Nunez singled two innings later, but that opportunity was foiled by a baserunning mistake — one compounded by some effective subterfuge on the part of Indians shortstop Jose Ramirez — that annoyed Twins manager Paul Molitor.

"Obviously a misplay on our part," Molitor said.

The play began on a one-out, 0-1 pitch to Jordan Schafer, when Nunez bolted on a steal attempt. Schafer swung at the pitch and lifted an easy fly ball to left field, while Nunez was sliding headfirst into second.

Molitor said he would prefer Schafer not have swung, to give Nunez a chance to steal the base. "If your hitter is aware — it's a little tougher from the left side to take a pitch, but it probably would have been a good idea," Molitor said. "But Schafer was kind of in an aggressive mode to get after [Salazar]."

Ramirez met Nunez at second base and pretended to be taking a throw from the catcher, and the move seemed to confuse Nunez. Seeing that Ramirez didn't actually have the ball, Nunez jumped up and started toward third base. Halfway there, he realized that Michael Brantley was about to catch the ball, and Nunez suddenly reversed course and scrambled back toward second base, then first. He was still 30 feet away by the time the Indians were able to tag the base for the third out.

"As a base-stealer, you need to find the ball if you possibly can. We talked about it with Nunez," Molitor said. "… Your responsibility when you're stealing is to know where the ball is."

Thielbar 'saw it coming'

Lefthander Caleb Thielbar hadn't been back in the Twin Cities for 24 hours yet, and he had already pitched twice. The 28-year-old Randolph High School product said it's good to be back after failing to make the team in spring training.

Not that there were any hard feelings about his demotion.
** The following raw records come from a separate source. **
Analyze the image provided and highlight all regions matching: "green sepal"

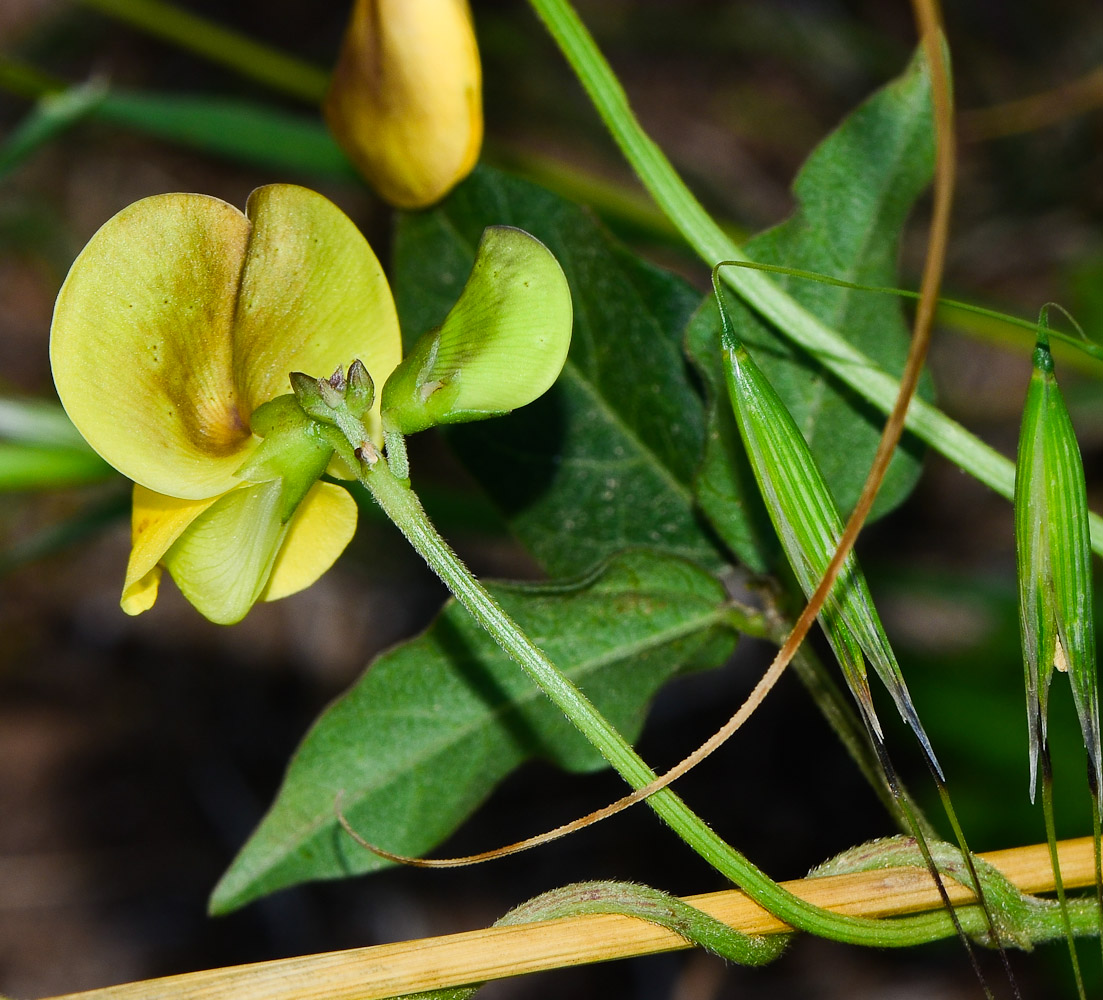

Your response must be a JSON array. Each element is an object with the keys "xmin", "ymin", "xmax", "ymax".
[
  {"xmin": 383, "ymin": 226, "xmax": 572, "ymax": 434},
  {"xmin": 237, "ymin": 395, "xmax": 336, "ymax": 523}
]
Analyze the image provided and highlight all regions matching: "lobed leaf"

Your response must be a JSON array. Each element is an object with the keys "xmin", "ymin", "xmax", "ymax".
[{"xmin": 211, "ymin": 551, "xmax": 735, "ymax": 913}]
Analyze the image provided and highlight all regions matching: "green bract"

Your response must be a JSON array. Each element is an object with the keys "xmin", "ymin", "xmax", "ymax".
[
  {"xmin": 383, "ymin": 226, "xmax": 571, "ymax": 434},
  {"xmin": 50, "ymin": 184, "xmax": 570, "ymax": 623}
]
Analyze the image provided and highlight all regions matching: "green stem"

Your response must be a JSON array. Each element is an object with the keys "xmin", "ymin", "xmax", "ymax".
[
  {"xmin": 1039, "ymin": 754, "xmax": 1088, "ymax": 1000},
  {"xmin": 520, "ymin": 0, "xmax": 1103, "ymax": 556},
  {"xmin": 361, "ymin": 460, "xmax": 983, "ymax": 947},
  {"xmin": 70, "ymin": 0, "xmax": 329, "ymax": 104}
]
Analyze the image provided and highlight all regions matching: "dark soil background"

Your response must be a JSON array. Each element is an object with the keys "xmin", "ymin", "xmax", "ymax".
[{"xmin": 0, "ymin": 0, "xmax": 1103, "ymax": 1000}]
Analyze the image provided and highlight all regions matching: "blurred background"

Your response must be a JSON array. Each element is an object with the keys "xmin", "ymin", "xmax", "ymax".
[{"xmin": 0, "ymin": 0, "xmax": 1103, "ymax": 1000}]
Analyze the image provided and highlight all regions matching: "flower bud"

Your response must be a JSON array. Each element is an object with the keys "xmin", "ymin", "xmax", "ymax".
[
  {"xmin": 383, "ymin": 226, "xmax": 572, "ymax": 434},
  {"xmin": 323, "ymin": 0, "xmax": 483, "ymax": 208}
]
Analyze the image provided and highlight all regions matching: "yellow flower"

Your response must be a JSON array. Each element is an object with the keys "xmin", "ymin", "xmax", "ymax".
[
  {"xmin": 324, "ymin": 0, "xmax": 483, "ymax": 208},
  {"xmin": 50, "ymin": 184, "xmax": 401, "ymax": 623}
]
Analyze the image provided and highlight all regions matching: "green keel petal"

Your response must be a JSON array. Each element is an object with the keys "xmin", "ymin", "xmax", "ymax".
[{"xmin": 381, "ymin": 226, "xmax": 572, "ymax": 434}]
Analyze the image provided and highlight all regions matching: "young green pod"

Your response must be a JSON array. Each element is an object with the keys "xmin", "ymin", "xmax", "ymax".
[
  {"xmin": 324, "ymin": 0, "xmax": 483, "ymax": 208},
  {"xmin": 383, "ymin": 226, "xmax": 572, "ymax": 434},
  {"xmin": 714, "ymin": 273, "xmax": 942, "ymax": 778},
  {"xmin": 1015, "ymin": 324, "xmax": 1101, "ymax": 800}
]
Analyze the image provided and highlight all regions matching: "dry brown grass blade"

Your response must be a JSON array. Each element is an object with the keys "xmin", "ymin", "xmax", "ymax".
[{"xmin": 38, "ymin": 837, "xmax": 1095, "ymax": 1000}]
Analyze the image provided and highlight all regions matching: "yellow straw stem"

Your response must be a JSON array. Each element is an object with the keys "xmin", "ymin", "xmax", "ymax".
[{"xmin": 40, "ymin": 837, "xmax": 1095, "ymax": 1000}]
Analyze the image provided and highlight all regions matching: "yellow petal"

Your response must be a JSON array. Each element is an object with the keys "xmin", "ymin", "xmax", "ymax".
[
  {"xmin": 381, "ymin": 226, "xmax": 572, "ymax": 434},
  {"xmin": 324, "ymin": 0, "xmax": 483, "ymax": 208},
  {"xmin": 161, "ymin": 480, "xmax": 287, "ymax": 625},
  {"xmin": 50, "ymin": 185, "xmax": 401, "ymax": 499},
  {"xmin": 50, "ymin": 194, "xmax": 250, "ymax": 499},
  {"xmin": 261, "ymin": 483, "xmax": 356, "ymax": 601},
  {"xmin": 120, "ymin": 485, "xmax": 217, "ymax": 614},
  {"xmin": 234, "ymin": 184, "xmax": 401, "ymax": 441}
]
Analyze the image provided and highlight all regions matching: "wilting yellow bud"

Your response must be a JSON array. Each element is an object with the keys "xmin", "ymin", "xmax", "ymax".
[{"xmin": 324, "ymin": 0, "xmax": 482, "ymax": 208}]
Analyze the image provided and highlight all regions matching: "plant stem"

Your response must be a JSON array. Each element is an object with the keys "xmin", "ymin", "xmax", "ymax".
[
  {"xmin": 520, "ymin": 0, "xmax": 1103, "ymax": 556},
  {"xmin": 70, "ymin": 0, "xmax": 329, "ymax": 104},
  {"xmin": 361, "ymin": 460, "xmax": 983, "ymax": 947}
]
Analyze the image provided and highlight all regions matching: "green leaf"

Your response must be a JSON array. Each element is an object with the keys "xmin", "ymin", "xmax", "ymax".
[
  {"xmin": 393, "ymin": 168, "xmax": 721, "ymax": 573},
  {"xmin": 687, "ymin": 52, "xmax": 933, "ymax": 570},
  {"xmin": 211, "ymin": 551, "xmax": 735, "ymax": 913}
]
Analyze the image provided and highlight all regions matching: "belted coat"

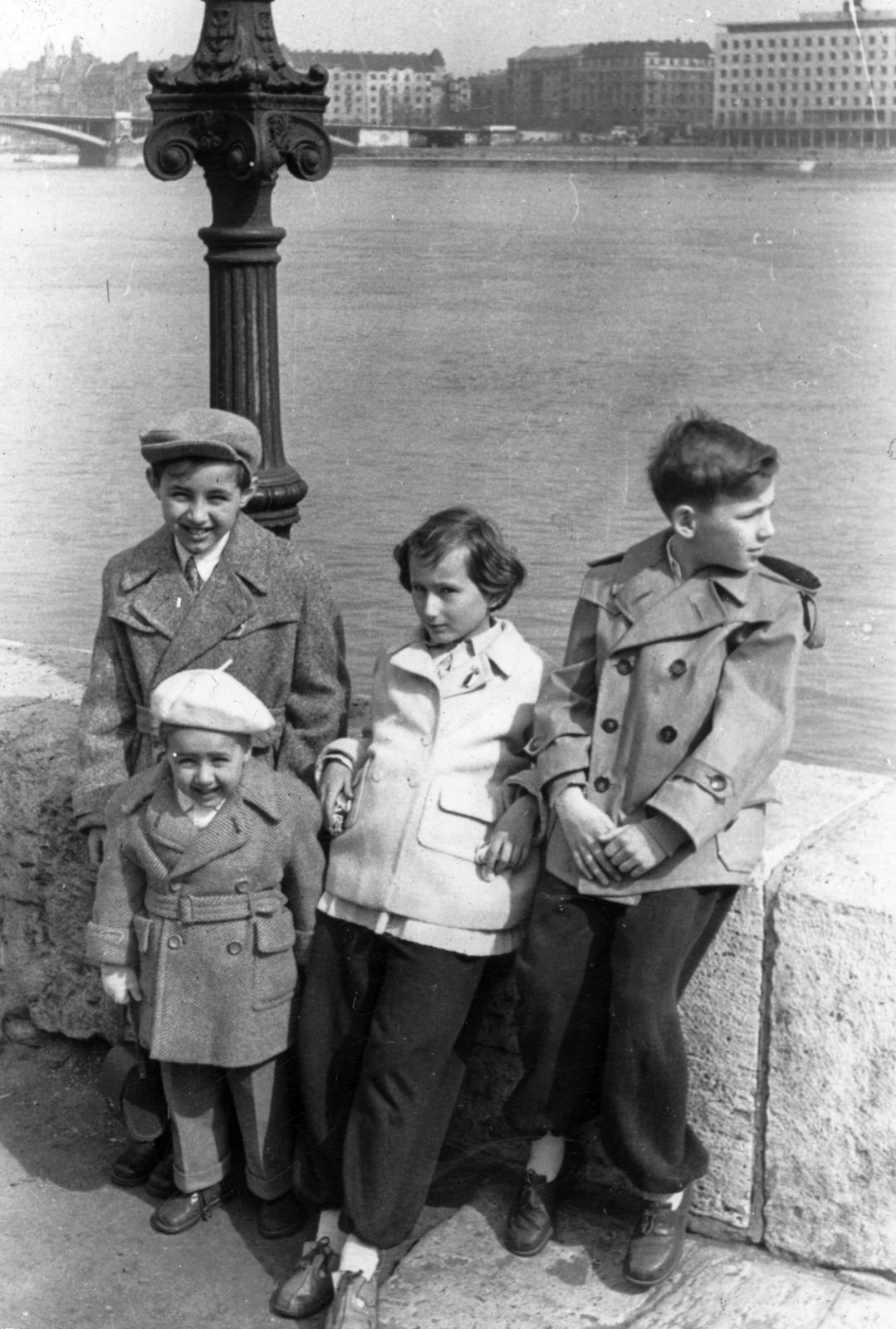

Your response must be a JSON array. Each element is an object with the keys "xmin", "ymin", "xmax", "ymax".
[
  {"xmin": 86, "ymin": 758, "xmax": 323, "ymax": 1066},
  {"xmin": 317, "ymin": 620, "xmax": 548, "ymax": 932},
  {"xmin": 73, "ymin": 513, "xmax": 348, "ymax": 831},
  {"xmin": 531, "ymin": 530, "xmax": 819, "ymax": 895}
]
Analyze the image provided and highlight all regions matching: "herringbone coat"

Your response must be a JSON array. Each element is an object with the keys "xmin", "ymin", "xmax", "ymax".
[
  {"xmin": 86, "ymin": 758, "xmax": 323, "ymax": 1066},
  {"xmin": 73, "ymin": 514, "xmax": 348, "ymax": 831}
]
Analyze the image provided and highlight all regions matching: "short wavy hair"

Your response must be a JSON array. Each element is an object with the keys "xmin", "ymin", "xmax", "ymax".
[
  {"xmin": 648, "ymin": 410, "xmax": 779, "ymax": 516},
  {"xmin": 392, "ymin": 505, "xmax": 526, "ymax": 609}
]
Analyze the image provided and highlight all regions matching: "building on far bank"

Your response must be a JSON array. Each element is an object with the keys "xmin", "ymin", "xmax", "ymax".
[
  {"xmin": 714, "ymin": 0, "xmax": 896, "ymax": 148},
  {"xmin": 286, "ymin": 51, "xmax": 447, "ymax": 125},
  {"xmin": 508, "ymin": 42, "xmax": 712, "ymax": 138}
]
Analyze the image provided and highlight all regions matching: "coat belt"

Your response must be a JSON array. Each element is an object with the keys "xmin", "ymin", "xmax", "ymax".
[{"xmin": 144, "ymin": 890, "xmax": 286, "ymax": 924}]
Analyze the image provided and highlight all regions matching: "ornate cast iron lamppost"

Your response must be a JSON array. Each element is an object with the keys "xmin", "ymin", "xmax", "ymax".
[{"xmin": 144, "ymin": 0, "xmax": 332, "ymax": 537}]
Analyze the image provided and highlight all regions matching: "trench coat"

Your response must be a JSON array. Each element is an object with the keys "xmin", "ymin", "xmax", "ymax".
[
  {"xmin": 73, "ymin": 513, "xmax": 348, "ymax": 831},
  {"xmin": 317, "ymin": 620, "xmax": 548, "ymax": 932},
  {"xmin": 531, "ymin": 530, "xmax": 820, "ymax": 897},
  {"xmin": 86, "ymin": 758, "xmax": 323, "ymax": 1066}
]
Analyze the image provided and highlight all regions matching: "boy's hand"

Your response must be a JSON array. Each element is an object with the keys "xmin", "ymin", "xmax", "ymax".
[
  {"xmin": 100, "ymin": 965, "xmax": 144, "ymax": 1006},
  {"xmin": 476, "ymin": 793, "xmax": 538, "ymax": 881},
  {"xmin": 601, "ymin": 821, "xmax": 668, "ymax": 877},
  {"xmin": 318, "ymin": 762, "xmax": 352, "ymax": 836},
  {"xmin": 555, "ymin": 786, "xmax": 621, "ymax": 886},
  {"xmin": 88, "ymin": 826, "xmax": 106, "ymax": 868}
]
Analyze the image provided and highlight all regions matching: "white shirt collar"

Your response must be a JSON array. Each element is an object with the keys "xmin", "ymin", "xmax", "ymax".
[{"xmin": 174, "ymin": 530, "xmax": 230, "ymax": 581}]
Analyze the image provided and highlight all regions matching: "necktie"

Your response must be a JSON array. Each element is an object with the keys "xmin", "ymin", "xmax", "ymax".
[{"xmin": 184, "ymin": 554, "xmax": 203, "ymax": 596}]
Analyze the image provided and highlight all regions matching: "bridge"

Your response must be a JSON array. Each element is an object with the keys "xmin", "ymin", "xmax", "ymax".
[{"xmin": 0, "ymin": 110, "xmax": 153, "ymax": 166}]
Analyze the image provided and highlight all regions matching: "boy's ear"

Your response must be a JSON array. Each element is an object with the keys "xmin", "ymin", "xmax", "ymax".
[
  {"xmin": 239, "ymin": 476, "xmax": 258, "ymax": 508},
  {"xmin": 668, "ymin": 503, "xmax": 695, "ymax": 540}
]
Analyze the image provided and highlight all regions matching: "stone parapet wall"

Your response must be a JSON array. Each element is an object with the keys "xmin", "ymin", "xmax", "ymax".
[{"xmin": 0, "ymin": 643, "xmax": 896, "ymax": 1278}]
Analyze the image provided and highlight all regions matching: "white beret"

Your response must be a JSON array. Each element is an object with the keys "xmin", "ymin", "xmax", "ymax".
[{"xmin": 149, "ymin": 660, "xmax": 275, "ymax": 733}]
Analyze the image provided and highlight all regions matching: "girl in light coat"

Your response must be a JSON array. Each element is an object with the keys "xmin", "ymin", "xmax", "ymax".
[{"xmin": 275, "ymin": 508, "xmax": 546, "ymax": 1329}]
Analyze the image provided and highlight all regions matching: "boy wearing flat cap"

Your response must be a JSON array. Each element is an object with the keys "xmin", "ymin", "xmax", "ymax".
[
  {"xmin": 86, "ymin": 666, "xmax": 323, "ymax": 1236},
  {"xmin": 73, "ymin": 408, "xmax": 348, "ymax": 1194}
]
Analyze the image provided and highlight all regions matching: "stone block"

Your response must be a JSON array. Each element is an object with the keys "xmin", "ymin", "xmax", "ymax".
[{"xmin": 765, "ymin": 784, "xmax": 896, "ymax": 1273}]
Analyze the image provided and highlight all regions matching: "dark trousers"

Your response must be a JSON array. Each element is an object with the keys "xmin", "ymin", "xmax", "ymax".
[
  {"xmin": 505, "ymin": 873, "xmax": 737, "ymax": 1192},
  {"xmin": 161, "ymin": 1054, "xmax": 295, "ymax": 1200},
  {"xmin": 295, "ymin": 917, "xmax": 488, "ymax": 1249}
]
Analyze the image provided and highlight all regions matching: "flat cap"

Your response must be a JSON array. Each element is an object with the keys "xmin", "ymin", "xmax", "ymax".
[
  {"xmin": 149, "ymin": 660, "xmax": 275, "ymax": 733},
  {"xmin": 140, "ymin": 407, "xmax": 262, "ymax": 476}
]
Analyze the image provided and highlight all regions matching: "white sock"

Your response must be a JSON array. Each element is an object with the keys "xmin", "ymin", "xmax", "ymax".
[
  {"xmin": 301, "ymin": 1209, "xmax": 347, "ymax": 1254},
  {"xmin": 642, "ymin": 1191, "xmax": 684, "ymax": 1209},
  {"xmin": 526, "ymin": 1131, "xmax": 566, "ymax": 1181},
  {"xmin": 339, "ymin": 1236, "xmax": 380, "ymax": 1281}
]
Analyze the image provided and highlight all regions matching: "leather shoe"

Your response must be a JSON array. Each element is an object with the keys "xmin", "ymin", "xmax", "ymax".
[
  {"xmin": 622, "ymin": 1185, "xmax": 694, "ymax": 1287},
  {"xmin": 109, "ymin": 1131, "xmax": 172, "ymax": 1185},
  {"xmin": 146, "ymin": 1152, "xmax": 174, "ymax": 1200},
  {"xmin": 258, "ymin": 1191, "xmax": 305, "ymax": 1240},
  {"xmin": 149, "ymin": 1181, "xmax": 226, "ymax": 1236},
  {"xmin": 274, "ymin": 1238, "xmax": 339, "ymax": 1320},
  {"xmin": 323, "ymin": 1272, "xmax": 380, "ymax": 1329},
  {"xmin": 504, "ymin": 1140, "xmax": 585, "ymax": 1256}
]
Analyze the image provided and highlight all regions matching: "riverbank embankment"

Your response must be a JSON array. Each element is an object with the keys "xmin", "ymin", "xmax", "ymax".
[{"xmin": 0, "ymin": 643, "xmax": 896, "ymax": 1297}]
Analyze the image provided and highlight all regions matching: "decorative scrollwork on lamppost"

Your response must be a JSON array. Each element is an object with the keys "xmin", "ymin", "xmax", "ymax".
[{"xmin": 144, "ymin": 0, "xmax": 332, "ymax": 536}]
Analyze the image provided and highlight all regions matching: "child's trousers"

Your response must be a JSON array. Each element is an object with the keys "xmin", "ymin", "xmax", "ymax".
[
  {"xmin": 295, "ymin": 917, "xmax": 499, "ymax": 1249},
  {"xmin": 161, "ymin": 1054, "xmax": 295, "ymax": 1200},
  {"xmin": 505, "ymin": 873, "xmax": 737, "ymax": 1194}
]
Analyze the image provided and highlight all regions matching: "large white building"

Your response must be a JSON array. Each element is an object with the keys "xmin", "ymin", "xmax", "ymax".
[{"xmin": 714, "ymin": 0, "xmax": 896, "ymax": 148}]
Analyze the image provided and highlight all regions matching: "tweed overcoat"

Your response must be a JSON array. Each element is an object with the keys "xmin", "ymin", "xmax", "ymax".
[
  {"xmin": 86, "ymin": 758, "xmax": 323, "ymax": 1066},
  {"xmin": 317, "ymin": 620, "xmax": 549, "ymax": 932},
  {"xmin": 531, "ymin": 530, "xmax": 818, "ymax": 895},
  {"xmin": 73, "ymin": 513, "xmax": 348, "ymax": 831}
]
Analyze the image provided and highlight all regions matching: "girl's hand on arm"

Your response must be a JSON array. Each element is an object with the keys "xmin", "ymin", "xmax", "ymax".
[
  {"xmin": 100, "ymin": 965, "xmax": 144, "ymax": 1006},
  {"xmin": 553, "ymin": 786, "xmax": 621, "ymax": 886},
  {"xmin": 476, "ymin": 793, "xmax": 538, "ymax": 881},
  {"xmin": 318, "ymin": 762, "xmax": 352, "ymax": 836}
]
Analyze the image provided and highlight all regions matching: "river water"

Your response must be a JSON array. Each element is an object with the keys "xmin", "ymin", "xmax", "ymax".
[{"xmin": 0, "ymin": 164, "xmax": 896, "ymax": 771}]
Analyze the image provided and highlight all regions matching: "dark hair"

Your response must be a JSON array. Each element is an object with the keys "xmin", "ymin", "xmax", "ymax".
[
  {"xmin": 648, "ymin": 410, "xmax": 778, "ymax": 516},
  {"xmin": 392, "ymin": 507, "xmax": 526, "ymax": 609},
  {"xmin": 149, "ymin": 454, "xmax": 252, "ymax": 493}
]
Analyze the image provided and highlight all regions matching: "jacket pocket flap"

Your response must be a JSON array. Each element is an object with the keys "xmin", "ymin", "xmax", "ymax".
[
  {"xmin": 255, "ymin": 909, "xmax": 295, "ymax": 955},
  {"xmin": 438, "ymin": 784, "xmax": 497, "ymax": 826}
]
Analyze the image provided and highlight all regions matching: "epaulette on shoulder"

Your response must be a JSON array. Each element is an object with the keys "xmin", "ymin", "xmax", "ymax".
[{"xmin": 759, "ymin": 554, "xmax": 825, "ymax": 651}]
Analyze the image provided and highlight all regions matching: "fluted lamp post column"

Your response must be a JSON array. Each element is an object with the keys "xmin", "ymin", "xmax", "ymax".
[{"xmin": 144, "ymin": 0, "xmax": 332, "ymax": 536}]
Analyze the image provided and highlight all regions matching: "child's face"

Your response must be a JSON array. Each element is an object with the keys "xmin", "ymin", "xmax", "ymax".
[
  {"xmin": 146, "ymin": 461, "xmax": 255, "ymax": 557},
  {"xmin": 673, "ymin": 480, "xmax": 775, "ymax": 573},
  {"xmin": 165, "ymin": 728, "xmax": 250, "ymax": 808},
  {"xmin": 408, "ymin": 547, "xmax": 492, "ymax": 647}
]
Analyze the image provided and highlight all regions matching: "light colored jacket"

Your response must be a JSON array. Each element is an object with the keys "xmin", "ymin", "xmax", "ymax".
[
  {"xmin": 73, "ymin": 514, "xmax": 348, "ymax": 831},
  {"xmin": 86, "ymin": 759, "xmax": 323, "ymax": 1066},
  {"xmin": 317, "ymin": 620, "xmax": 546, "ymax": 932},
  {"xmin": 531, "ymin": 530, "xmax": 818, "ymax": 895}
]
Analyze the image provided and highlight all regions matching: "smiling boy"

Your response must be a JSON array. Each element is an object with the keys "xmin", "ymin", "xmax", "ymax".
[
  {"xmin": 73, "ymin": 408, "xmax": 348, "ymax": 1194},
  {"xmin": 507, "ymin": 414, "xmax": 820, "ymax": 1287}
]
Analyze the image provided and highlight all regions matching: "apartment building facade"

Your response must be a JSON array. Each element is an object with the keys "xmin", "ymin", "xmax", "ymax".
[{"xmin": 714, "ymin": 0, "xmax": 896, "ymax": 148}]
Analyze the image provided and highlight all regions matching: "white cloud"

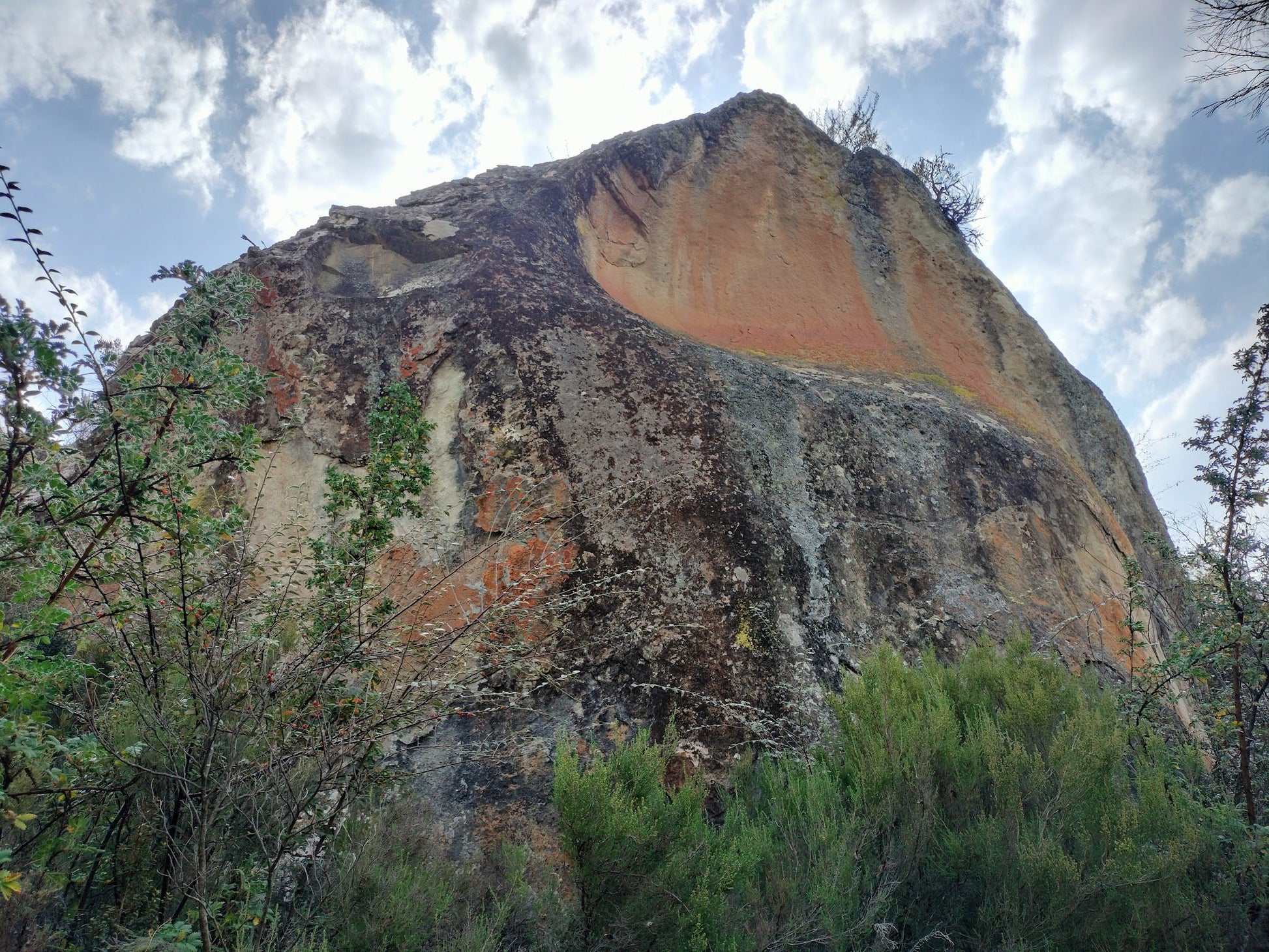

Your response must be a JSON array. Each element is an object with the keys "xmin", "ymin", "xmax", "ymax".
[
  {"xmin": 0, "ymin": 243, "xmax": 153, "ymax": 344},
  {"xmin": 1186, "ymin": 171, "xmax": 1269, "ymax": 273},
  {"xmin": 740, "ymin": 0, "xmax": 987, "ymax": 108},
  {"xmin": 995, "ymin": 0, "xmax": 1195, "ymax": 147},
  {"xmin": 979, "ymin": 0, "xmax": 1204, "ymax": 376},
  {"xmin": 981, "ymin": 136, "xmax": 1160, "ymax": 362},
  {"xmin": 0, "ymin": 0, "xmax": 226, "ymax": 205},
  {"xmin": 1104, "ymin": 297, "xmax": 1207, "ymax": 393},
  {"xmin": 243, "ymin": 0, "xmax": 724, "ymax": 236}
]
"I saw it coming. I can count," Thielbar said. "I didn't do what I needed to in spring training to solidify a spot, to be honest. I had some good outings in spring training, but I also had a couple of bad ones, too. There were other guys who were a lot more consistent in spring training. I couldn't really be too angry about it."

He said he has "been working on a few little wrinkles you might see in my next outings," but mostly, Thielbar believes his slider and changeup are back at major league quality. "Everything feels good now."

Not just a singles hitter

Joe Mauer pounded a fastball to the warning track in the sixth inning and easily reached second base. It was the first baseman's first extra-base hit of the season — he was the last Twins hitter to collect one — and ended his 12-game streak without an extra-base hit, only two off his career long in 2005.

Saturday was Mauer's 49th consecutive game without a home run, leaving him four games short of his longest homer drought, set in 2010-11.